According to that paper, which appeared in September 2012 in Aging, the miR-132 family and miR-134 miRNA families, paired with miR-491-5p and miR-370, respectively, could be used to identify MCI patients one to five years before clinical diagnosis with sensitivity of around 79 percent and specificity of up to 100 percent.

More recently, company researchers published in Aging the results of a validation study in larger independent sets of patients, finding that expression of miR-132 family members could differentiate between MCI and age-matched controls with 84 to 94 percent sensitivity and 96 to 98 percent specificity. The miR-134 biomarkers, meantime, offered 74 to 88 percent sensitivity and 80 to 92 percent specificity.

"When miRNAs of the same family were combined, miR-132 and miR-134 family biomarkers demonstrated 96 percent and 87 percent overall accuracy, respectively," according to the latest paper.

Although these data were obtained through relatively small trials, they are "very encouraging," Sheinerman said. As such, "we would like to analyze a much larger number of longitudinal samples" and are in discussions with other research groups about conducting such work.

Should the outcome of these studies be positive, Diamir expects to move ahead with plans to launch an MCI assay, initially in partnership with a contract lab, she added.

Importantly for its commercial aspirations, Diamir has recently received a notice of allowance from the US Patent and Trademark Office for a key patent application that covers its miRNA analysis approach and its clinical use.

Entitled "Methods of Using Small RNA from Bodily Fluids for Diagnosis and Monitoring of Neurodegenerative Diseases," the patent application (No. 20120252693) claims the "detection of neuronal pathologies using quantitative analysis in bodily fluids of synapse and/or neurite small RNAs." It also covers the application of such methods for the "early diagnosis and monitoring of neurodegenerative diseases and other neurological disorders."

Given the recent US Supreme Court decision that human genes cannot be patented, it is uncertain whether intellectual property covering specific naturally occurring miRNAs will prove enforceable. And for its part, Diamir believes such IP will not offer "as strong a position as [the one] we are taking," Sheinerman said

"We are creating something. We are putting into our process a number of innovative ideas … [and] this is what we believe makes our IP strong," she added.
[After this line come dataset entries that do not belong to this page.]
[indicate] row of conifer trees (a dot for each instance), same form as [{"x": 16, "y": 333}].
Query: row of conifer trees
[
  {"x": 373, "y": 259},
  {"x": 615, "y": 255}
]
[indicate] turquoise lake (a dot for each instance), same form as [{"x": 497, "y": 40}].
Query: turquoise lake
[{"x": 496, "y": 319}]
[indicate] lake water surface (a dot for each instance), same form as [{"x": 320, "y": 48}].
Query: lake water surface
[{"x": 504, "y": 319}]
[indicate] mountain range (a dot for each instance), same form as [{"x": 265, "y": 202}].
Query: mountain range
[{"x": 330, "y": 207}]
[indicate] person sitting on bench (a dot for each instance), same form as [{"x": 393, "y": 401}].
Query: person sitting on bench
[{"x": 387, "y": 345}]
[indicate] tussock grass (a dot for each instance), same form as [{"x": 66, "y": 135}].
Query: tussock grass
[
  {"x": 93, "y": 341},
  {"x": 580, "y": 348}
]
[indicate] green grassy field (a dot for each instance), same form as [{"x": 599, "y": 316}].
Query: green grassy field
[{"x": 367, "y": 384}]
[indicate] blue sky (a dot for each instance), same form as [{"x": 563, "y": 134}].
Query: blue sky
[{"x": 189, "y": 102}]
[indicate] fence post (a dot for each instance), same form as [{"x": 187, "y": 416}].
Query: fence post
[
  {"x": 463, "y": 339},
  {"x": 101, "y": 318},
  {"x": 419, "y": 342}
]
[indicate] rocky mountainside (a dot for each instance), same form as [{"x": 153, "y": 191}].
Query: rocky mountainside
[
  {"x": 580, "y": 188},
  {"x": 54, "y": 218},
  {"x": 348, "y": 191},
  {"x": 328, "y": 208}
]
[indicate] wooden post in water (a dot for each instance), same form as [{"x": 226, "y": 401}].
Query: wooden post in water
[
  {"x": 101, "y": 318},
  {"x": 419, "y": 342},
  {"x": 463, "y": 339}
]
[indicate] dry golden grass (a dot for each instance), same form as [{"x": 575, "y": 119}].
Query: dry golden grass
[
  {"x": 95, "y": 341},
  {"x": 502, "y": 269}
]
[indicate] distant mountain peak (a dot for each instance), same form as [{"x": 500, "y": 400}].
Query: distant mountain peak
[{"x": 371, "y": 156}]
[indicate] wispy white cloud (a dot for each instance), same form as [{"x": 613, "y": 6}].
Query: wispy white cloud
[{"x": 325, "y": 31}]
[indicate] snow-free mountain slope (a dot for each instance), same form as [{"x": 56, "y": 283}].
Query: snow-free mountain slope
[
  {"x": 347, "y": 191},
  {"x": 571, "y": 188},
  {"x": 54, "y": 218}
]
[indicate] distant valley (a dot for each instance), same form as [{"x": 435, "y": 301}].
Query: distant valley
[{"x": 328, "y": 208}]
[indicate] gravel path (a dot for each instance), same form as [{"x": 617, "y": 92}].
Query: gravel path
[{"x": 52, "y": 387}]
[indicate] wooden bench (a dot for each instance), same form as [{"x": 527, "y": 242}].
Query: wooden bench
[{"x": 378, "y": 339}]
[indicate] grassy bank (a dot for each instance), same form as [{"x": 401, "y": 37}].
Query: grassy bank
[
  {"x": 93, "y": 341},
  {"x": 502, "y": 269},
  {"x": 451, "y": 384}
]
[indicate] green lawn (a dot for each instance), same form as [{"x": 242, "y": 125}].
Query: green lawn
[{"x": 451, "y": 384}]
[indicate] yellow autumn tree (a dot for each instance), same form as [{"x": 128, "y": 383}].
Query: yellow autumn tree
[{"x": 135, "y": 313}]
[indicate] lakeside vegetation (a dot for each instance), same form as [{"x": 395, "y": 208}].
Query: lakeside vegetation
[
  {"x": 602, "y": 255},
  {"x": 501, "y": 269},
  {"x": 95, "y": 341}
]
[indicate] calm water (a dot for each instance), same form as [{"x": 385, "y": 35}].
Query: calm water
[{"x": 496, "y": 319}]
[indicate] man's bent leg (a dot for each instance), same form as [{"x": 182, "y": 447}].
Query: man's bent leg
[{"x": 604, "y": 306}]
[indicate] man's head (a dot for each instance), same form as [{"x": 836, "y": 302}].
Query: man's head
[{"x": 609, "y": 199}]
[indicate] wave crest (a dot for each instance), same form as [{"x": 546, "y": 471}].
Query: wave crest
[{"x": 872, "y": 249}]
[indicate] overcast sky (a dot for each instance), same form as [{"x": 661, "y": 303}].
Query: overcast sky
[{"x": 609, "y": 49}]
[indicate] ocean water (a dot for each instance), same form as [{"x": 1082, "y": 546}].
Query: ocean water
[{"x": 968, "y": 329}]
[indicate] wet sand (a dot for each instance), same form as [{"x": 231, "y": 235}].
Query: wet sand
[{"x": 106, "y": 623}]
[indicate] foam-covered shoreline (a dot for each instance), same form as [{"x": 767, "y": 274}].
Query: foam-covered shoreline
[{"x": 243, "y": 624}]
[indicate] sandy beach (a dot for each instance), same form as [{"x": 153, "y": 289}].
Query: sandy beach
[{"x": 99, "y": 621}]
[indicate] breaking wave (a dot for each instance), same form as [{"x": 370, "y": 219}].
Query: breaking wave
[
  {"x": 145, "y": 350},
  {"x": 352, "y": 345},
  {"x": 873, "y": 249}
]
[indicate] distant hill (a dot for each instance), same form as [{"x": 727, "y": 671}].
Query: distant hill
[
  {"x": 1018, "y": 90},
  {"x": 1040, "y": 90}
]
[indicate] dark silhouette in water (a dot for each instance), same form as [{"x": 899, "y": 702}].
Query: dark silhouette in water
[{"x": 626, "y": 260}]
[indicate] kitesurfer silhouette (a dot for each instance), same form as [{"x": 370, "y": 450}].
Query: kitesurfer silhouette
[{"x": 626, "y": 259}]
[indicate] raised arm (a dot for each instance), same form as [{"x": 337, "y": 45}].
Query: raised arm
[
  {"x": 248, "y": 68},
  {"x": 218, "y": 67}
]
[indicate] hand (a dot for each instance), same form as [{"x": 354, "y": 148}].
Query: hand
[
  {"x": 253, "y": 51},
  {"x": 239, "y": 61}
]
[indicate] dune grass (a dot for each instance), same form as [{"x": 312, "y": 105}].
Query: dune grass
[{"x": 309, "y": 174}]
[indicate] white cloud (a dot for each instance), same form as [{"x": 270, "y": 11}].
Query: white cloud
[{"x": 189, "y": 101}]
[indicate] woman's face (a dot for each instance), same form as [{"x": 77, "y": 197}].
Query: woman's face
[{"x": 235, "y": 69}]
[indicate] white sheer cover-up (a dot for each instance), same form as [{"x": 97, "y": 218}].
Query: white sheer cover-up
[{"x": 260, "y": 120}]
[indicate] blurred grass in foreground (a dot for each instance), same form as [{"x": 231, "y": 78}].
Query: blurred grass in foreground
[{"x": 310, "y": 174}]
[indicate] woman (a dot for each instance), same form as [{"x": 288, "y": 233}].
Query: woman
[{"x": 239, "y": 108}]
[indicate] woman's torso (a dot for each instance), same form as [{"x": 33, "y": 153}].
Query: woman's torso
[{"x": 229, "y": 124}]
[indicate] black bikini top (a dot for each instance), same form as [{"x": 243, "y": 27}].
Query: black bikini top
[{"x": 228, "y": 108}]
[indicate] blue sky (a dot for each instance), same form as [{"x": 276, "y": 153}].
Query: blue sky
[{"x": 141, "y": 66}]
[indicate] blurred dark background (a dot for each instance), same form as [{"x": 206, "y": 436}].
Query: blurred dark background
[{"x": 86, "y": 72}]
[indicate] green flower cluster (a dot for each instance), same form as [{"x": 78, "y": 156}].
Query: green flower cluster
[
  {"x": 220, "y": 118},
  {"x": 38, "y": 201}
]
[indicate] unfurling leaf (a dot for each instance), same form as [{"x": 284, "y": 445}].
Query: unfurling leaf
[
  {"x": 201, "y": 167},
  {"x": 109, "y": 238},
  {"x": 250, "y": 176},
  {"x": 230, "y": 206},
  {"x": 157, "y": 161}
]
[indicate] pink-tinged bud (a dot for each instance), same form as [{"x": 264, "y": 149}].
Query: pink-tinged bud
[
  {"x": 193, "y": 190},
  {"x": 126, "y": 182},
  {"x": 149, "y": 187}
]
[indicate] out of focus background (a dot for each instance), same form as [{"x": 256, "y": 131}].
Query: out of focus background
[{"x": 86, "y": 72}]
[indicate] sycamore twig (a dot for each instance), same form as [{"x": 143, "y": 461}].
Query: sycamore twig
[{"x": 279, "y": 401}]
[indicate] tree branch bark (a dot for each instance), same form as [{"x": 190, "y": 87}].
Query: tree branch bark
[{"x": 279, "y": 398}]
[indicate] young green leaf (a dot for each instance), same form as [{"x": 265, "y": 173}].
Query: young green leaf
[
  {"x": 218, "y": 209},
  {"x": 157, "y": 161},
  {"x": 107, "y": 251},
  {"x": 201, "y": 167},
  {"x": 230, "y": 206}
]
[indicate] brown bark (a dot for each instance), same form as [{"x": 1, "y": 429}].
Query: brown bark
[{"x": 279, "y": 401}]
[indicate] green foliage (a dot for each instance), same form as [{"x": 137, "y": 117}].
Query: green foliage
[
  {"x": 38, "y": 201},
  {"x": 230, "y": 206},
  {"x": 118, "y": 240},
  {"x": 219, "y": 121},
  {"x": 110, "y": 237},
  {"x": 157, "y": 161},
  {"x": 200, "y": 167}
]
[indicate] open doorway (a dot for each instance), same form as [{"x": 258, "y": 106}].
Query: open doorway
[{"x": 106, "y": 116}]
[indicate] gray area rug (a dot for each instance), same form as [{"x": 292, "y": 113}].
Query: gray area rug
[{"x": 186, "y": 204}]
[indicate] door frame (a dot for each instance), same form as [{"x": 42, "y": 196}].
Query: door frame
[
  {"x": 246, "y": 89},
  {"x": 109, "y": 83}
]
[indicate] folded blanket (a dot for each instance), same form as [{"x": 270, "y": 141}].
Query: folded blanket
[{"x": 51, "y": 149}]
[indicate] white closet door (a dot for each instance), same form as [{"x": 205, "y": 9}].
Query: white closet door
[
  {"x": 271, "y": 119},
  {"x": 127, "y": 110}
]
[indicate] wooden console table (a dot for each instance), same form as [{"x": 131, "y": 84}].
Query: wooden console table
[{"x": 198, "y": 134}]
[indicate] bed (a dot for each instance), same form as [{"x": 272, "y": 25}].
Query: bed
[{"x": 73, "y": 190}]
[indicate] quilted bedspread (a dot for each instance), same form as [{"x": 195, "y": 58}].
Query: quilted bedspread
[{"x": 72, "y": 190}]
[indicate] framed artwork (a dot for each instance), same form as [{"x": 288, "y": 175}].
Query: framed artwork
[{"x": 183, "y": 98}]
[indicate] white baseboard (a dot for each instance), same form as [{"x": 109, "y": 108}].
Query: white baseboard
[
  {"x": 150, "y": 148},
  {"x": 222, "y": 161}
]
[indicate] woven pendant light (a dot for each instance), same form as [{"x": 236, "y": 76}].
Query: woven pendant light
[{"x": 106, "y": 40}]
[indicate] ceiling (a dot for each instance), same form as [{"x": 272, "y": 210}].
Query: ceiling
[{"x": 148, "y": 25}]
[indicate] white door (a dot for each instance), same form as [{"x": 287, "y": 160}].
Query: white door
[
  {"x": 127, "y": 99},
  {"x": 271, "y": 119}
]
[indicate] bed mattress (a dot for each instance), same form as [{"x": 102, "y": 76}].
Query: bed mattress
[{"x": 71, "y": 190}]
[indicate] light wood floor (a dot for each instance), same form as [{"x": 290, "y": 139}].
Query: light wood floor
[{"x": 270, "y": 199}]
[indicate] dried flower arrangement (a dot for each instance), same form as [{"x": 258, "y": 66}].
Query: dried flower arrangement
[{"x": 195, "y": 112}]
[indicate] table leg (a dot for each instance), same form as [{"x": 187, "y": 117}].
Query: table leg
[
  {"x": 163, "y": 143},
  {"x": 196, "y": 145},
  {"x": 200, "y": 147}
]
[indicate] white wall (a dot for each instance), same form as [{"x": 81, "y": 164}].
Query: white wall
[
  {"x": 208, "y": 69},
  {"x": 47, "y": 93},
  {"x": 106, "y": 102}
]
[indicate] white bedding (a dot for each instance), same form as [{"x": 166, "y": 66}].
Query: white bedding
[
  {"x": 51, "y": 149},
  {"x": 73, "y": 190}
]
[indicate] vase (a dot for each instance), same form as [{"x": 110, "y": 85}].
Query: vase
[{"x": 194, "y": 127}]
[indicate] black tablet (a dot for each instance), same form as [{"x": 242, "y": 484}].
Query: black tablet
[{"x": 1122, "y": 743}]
Meanwhile, the company is exploring the possibility of developing more specific tests that could not only identify patients who will develop MCI, but pinpoint those whose MCI will progress into related conditions, Sheinerman said.

Given that MCI is a "heterogeneous condition," Diamir and its collaborators at Roskamp are also investigating whether miRNA signatures can be used to differentiate which MCI sufferers will progress to Alzheimer's disease, for instance, or to monitor the effects of treatment, she said.